В эти же годы мы узнали о писателе Артуре Кёстлере, который порвал с коммунистической партией и опубликовал книгу «Тьма в полдень» («Слепящая тьма»). Книга большая, вышла она ещё в1939 или в1940 году. «Голоса» читали её много дней. Задолго до Солженицына и Шаламова Кёстлер рассказал о политических репрессиях в СССР.
***
Шёл 1950 год. Последний учебный год, одиннадцатый класс. Решили вместе с Игорем Воюевым после окончания школы поступать в Ленинградский Технологический институт (ЛТИ) имени Ленсовета. В этом институте на первом курсе физико-химического факультета уже учился наш друг Алик (Арнольд) Черепов. Мы втроём много лет дружили. Алик на год раньше закончил школу. Надеялись, будем вместе учиться на одном факультете, жить в одном общежитии. Переписывались регулярно, об институте, учёбе. Перед Новым годом получил от Алика письмо. В письме Алик писал о группе отличников, которые учились на третьем курсе физико-химического факультета: очень дружная группа, с первого курса все учились только на отлично, занимались научной работой. Группу в полном составе перевели с физико-химического факультета на факультет органической химии. В письме Алик перечислял фамилии студентов этой группы: Зайонц, Горелик и др.— все еврейские. Написал, что советует мне поступать не на физико-химический факультет, а на факультет органической химии. Письмо родителям я не показал. Совет Алика я понял только через восемь месяцев, когда оказался в Приёмной комиссии ЛТИ.
Депортация
1949 год. Последний экзамен
Батуми. Июнь 1949 года. Девятый класс. Через два дня, тринадцатого, последний экзамен по алгебре. Готовлюсь, решаю задачки и примеры математических олимпиад и для поступающих в ВУЗы. Вечереет. За окном нарастающий топот сапог. От вокзала идут солдаты. На плечах голубые погоны. Вероятно ― лётчики. Но почему их так много? Почему на плечах винтовки?
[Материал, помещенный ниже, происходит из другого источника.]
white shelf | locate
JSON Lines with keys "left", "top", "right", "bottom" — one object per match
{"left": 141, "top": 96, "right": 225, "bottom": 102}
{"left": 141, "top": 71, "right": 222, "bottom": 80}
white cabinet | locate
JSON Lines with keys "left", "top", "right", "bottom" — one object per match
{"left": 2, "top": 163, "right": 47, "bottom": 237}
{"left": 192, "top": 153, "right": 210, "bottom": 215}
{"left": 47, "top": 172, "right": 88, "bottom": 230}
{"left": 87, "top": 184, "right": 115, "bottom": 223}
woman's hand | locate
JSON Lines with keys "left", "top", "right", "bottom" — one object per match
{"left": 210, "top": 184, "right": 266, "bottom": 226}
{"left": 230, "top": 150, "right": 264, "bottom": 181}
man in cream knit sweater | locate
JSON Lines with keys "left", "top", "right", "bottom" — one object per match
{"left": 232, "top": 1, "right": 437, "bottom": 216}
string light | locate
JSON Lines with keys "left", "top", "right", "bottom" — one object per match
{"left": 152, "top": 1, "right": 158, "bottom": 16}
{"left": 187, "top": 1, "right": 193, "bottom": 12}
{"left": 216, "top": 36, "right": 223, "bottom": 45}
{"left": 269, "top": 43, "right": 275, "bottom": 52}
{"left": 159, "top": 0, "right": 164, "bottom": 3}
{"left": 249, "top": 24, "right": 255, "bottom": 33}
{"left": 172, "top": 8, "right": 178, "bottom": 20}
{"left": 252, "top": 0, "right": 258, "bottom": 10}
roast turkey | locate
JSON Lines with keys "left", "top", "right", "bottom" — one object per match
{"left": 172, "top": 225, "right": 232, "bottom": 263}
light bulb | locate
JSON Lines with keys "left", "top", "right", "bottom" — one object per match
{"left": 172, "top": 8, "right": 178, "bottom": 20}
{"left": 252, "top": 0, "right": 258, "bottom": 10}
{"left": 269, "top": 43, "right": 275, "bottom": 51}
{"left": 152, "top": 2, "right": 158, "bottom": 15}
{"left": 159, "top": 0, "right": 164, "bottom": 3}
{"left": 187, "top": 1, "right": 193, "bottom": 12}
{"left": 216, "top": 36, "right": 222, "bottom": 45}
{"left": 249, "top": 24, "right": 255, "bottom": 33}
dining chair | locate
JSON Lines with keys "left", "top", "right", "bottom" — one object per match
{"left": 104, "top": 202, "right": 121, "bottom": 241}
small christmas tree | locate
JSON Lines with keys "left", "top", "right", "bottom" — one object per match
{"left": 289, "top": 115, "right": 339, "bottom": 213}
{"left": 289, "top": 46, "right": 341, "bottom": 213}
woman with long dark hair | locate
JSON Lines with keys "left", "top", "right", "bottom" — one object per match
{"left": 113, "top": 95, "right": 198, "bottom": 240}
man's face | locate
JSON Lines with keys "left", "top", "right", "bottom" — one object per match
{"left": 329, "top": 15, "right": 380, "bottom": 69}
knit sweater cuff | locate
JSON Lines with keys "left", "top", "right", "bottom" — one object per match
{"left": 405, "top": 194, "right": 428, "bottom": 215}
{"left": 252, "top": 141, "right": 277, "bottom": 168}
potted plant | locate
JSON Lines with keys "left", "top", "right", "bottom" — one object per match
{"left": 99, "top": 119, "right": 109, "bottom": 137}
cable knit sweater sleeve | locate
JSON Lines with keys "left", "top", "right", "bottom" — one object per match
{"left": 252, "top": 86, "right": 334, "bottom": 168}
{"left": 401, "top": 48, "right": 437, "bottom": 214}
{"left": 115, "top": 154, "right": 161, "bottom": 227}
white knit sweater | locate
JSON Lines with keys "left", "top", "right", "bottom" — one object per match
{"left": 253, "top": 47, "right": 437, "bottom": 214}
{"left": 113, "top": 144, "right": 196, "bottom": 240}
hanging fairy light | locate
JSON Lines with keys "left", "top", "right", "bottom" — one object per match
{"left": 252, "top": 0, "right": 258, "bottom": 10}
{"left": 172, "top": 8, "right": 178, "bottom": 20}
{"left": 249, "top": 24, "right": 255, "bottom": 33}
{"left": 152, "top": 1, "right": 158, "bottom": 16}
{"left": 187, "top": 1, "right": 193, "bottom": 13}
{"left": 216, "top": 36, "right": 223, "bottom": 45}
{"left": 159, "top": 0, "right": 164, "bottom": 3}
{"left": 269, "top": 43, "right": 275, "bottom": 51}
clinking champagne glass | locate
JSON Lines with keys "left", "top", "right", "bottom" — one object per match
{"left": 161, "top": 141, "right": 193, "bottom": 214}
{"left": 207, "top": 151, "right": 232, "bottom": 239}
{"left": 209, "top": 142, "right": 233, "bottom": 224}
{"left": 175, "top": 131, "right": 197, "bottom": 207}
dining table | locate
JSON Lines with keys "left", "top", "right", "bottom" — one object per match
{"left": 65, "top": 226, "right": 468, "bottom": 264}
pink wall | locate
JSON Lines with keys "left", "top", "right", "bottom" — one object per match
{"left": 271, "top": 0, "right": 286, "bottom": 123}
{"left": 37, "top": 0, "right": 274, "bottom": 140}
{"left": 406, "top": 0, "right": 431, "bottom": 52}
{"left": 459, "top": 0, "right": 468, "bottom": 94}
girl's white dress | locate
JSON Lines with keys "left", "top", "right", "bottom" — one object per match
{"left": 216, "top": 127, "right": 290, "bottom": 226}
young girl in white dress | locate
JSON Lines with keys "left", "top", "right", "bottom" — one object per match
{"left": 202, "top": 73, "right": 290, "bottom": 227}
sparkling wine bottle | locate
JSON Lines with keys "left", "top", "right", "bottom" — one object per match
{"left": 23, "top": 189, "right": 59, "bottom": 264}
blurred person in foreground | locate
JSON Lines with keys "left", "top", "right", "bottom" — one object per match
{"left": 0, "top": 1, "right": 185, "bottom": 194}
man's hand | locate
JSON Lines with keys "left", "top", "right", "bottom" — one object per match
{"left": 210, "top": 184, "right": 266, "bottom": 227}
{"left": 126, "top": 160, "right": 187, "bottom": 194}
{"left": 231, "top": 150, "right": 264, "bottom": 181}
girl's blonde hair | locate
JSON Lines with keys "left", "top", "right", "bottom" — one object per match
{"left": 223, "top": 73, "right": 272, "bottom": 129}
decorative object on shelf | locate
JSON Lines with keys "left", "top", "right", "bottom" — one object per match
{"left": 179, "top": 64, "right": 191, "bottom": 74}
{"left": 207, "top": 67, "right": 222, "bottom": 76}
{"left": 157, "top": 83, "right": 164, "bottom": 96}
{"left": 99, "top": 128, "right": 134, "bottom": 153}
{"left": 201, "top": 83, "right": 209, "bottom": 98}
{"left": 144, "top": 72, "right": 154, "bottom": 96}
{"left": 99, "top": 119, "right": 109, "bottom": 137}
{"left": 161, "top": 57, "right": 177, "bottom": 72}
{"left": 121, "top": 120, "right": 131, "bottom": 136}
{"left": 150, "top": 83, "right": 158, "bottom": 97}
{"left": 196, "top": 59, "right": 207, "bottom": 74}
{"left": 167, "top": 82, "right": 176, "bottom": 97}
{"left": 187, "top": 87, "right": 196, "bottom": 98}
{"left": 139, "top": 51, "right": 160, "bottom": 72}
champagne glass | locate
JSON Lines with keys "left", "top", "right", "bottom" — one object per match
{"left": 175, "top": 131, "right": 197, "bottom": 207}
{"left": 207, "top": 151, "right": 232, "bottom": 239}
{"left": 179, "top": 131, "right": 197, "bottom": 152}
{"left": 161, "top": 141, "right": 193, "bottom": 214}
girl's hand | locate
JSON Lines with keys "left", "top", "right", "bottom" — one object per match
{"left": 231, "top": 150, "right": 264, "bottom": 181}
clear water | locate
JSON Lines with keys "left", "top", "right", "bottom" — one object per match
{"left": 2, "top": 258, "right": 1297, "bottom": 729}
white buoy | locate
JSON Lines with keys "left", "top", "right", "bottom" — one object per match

Почему привезли их специальным составом?
Слухи о выселении греков с кавказского побережья будоражили город с конца мая 1949 года. Их распространяли крестьяне, приезжающие на базар: председатели колхозов и сельских советов составляют списки на выселение греков[23]. Слухам этим в городе мало кто верил. Греки занимали твёрдые позиции в промышленности и сельском хозяйстве Грузии. Тем не менее, в городе поселилась тревога. В продовольственных магазинах — пустые полки. Исчезли последние продукты, которые ещё несколько дней назад свободно и без очередей продавались в магазинах — берёзовый сок в трёхлитровых банках, перловая крупа, рыбные консервы в томатном соусе производство местного рыбозавода. Крестьяне скупали мешковину.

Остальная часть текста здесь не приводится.